Several new bills continue to move through the legislative process this week since the Colorado General Assembly reconvened for the 2020 Legislative Session. Below is an update on several of these bills:
SB 216 – Workers Compensation Presumption
This bill shifts the legal burden of proof onto the employer for worker compensation claims associated with COVID-19. It applies to employees that work for construction companies; retail companies; medical providers; first responders; corrections; food processing and agricultural; nursing homes; utility services; airlines; residential care facilities; pharmacists; and public transportation. If a worker claims workers compensation because they believe they contracted COVID-19 at the workplace, the employer must prove otherwise through clear and convincing evidence if an employer chooses to dispute the claim.

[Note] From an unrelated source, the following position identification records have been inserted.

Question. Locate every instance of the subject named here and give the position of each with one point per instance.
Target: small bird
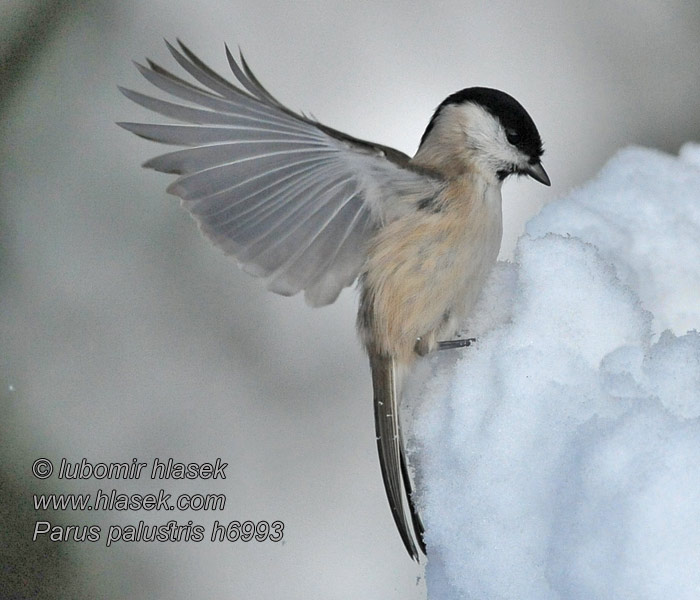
(310, 208)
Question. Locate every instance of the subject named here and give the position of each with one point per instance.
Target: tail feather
(392, 458)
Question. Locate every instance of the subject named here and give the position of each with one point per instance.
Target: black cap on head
(521, 129)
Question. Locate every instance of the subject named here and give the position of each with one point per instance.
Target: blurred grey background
(124, 334)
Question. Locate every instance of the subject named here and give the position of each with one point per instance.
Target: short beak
(538, 173)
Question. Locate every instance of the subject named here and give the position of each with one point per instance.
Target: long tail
(392, 457)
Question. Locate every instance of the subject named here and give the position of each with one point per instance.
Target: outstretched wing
(293, 200)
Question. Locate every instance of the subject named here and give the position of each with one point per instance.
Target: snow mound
(559, 458)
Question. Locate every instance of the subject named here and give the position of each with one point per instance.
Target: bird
(310, 208)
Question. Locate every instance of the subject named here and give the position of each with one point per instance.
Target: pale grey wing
(293, 200)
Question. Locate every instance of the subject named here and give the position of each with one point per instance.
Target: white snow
(559, 458)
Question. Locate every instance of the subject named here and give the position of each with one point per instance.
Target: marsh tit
(310, 208)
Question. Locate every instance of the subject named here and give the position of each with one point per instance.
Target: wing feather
(293, 200)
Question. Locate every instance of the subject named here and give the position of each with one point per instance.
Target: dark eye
(513, 136)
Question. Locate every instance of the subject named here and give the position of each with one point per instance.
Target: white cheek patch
(487, 138)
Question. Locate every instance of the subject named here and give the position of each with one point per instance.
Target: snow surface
(559, 457)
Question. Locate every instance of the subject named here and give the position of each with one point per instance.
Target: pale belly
(425, 273)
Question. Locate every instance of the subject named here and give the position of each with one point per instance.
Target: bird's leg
(450, 344)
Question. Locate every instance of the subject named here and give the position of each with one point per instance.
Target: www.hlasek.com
(113, 500)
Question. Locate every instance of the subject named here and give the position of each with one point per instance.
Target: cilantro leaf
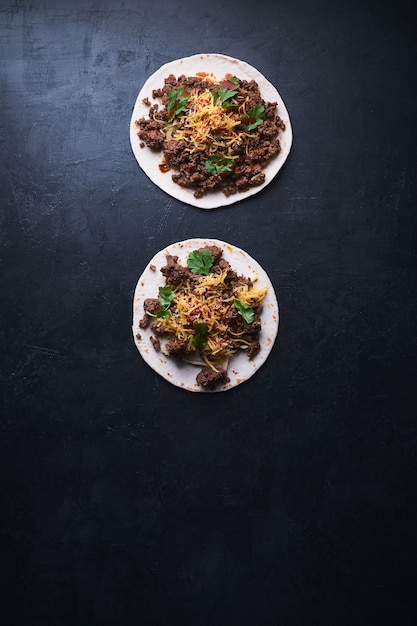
(217, 164)
(176, 103)
(200, 262)
(199, 341)
(254, 118)
(245, 311)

SB 207 –Unemployment Insurance
This bill as introduced cobbled together several different issues – some of which were important to the Colorado Department of Labor & Employment but others significantly altered current independent contractor statutes. The Colorado Chamber and many other business interests submitted comments and lobbied the bill sponsors and other members of the Legislature over the week in an effort to improve the bill. All amendments were adopted yesterday in the Senate Finance Committee that resolved those concerns.
SB 205 – Requiring Employers to Provide Sick Leave
SB 205 requires all Colorado employers to provide paid sick leave to their employees including during a pandemic. The Colorado Chamber submitted comments regarding concerns with the bill and lobbied the bill sponsors on our requested changes. The sponsors will be offering several amendments to address a majority of the concerns raised.
Bill #TBD – Whistleblower Protections in Public Health Emergencies
This draft bill prohibits discriminating or retaliating against an employee who raises concerns about workplace safety practices or who voluntarily wears their own protective equipment. The bill also allows an employee to file a complaint with the Division of Labor standards and can bring a civil action in District Court after exhausting those administrative remedies.